Change must be measured
My experience in the not-for-profit world, especially in Anglo-Saxon countries, has taught me that the approach to change must be pragmatic. We all want peace and safety for all, the respect for human rights, the end of war, violence and famine. We all want that no one kill5 children anymore. Yes, fine, everybody (almost) wants this, not just not for profit operators. Except that those who do work in NGOs choose this commitment and usually make this their profession. Therefore, not-for-profit operators should know how to improve their results and want to do it, because that’s the only way to see change happen. Measurability6 is another key problem in the approach to change, because being measured forces operators to step out of the self-referential framework in which all too often not for profit seeks refuge. We do good, so what we do is good. And unfortunately this problem is not just one of not-for-profit.
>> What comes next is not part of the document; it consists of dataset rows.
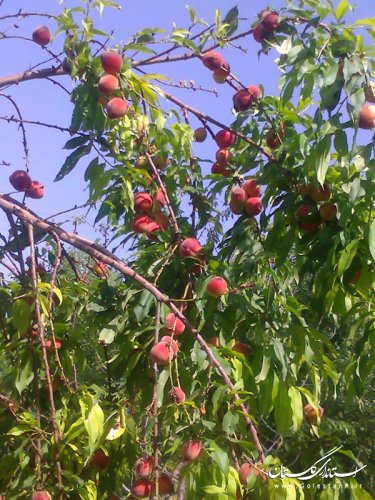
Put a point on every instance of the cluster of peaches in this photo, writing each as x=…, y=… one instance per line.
x=150, y=218
x=310, y=215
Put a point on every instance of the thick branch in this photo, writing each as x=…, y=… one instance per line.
x=98, y=252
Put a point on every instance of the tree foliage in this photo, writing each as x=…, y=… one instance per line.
x=80, y=399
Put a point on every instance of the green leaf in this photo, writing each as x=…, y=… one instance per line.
x=343, y=8
x=219, y=456
x=371, y=239
x=24, y=371
x=72, y=161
We’ve always done it this way
In his book The Crime of Cure, which starts from of a specific case to denounce the practice of defensive medicine, Pietro Bagnoli attacks the self-referential schools of thought in the medical profession. I believe this problem is not just common among doctors. Many professions carry on7 through force of habit, hiding behind the concept that things always worked out well with no need for revolution. The thinking is “we’ve always done it this way”, it’s our tradition, our consolidated know-how: why change? In theory the answer is simple: because, if you are not prepared to change, you make the same mistakes, you don’t update, you don’t improve and things change leaving you behind. In the medical field, the idea of “school” should be replaced by documentation work, by exchanging information with other specialists worldwide8. In general, it’s healthy to challenge consolidated practices. I also think we should redefine the concept of “tradition”: just like change, tradition is not a value in itself. It’s knowledge, therefore a tool, which should be used and challenged, not adored as a matter of principle.
In other people’s eyes
One of the most interesting changes I participated in9 was the rebranding of Actionaid – a large NGO fighting against poverty and exclusion – for which I was at the time head of communication in Italy. A rebrand can be limited to changing the logo, its lettering, the colours with which the organisation appears in other people’s eyes. But if you want to think about the way others see you, you can’t avoid doing some work on yourself. So, in that operation, over the course of several months, involving the entire operation worldwide, we revised the way we worked. Starting with the people Actionaid helps, the disenfranchised, the dispossessed10. We chose to give them a voice, which doesn’t mean “speaking on their behalf”, but actually “making them speak” in person. This kind of choice calls for the press office and corporate communications change their practices, finding a way to bring actually suffering people in front of the media. Just as working for the dignity of people implies that images of suffering children, with flies on their faces and sunken eyes, will not be used. And no matter if that way you might raise more money, they are not used because the dignity of those children must be protected (but you still need to find a way of raising funds, which are required anyway).
The hardest change
I may appear to be an extremist, but I believe that if a large, complex organisation or company keeps the same leaders for more than 10 or 12 years, it’s going to run into serious trouble. Because it means it’s not raising new talents or, even worse, they were raised but they hit the glass ceiling and just left or are about to leave at the first chance. Having the same President or CEO for too long means associating your name with a figure who will be less and less challenged in time and will divide their teams into followers and dissenters. Healthy discussion and confrontation will lose out and the necessary changes will become almost impossible. All in all, the hardest change is exactly this: quitting, when the time has come.
Just as Carlo Alberto did when, listening to his councillors, after losing the battle of Novara in 1849, abdicated and went into exile in Oporto, in Portugal. He’d done his bit, now was the time for others to take over – including his son Vittorio Emanuele – who actually achieved some important results.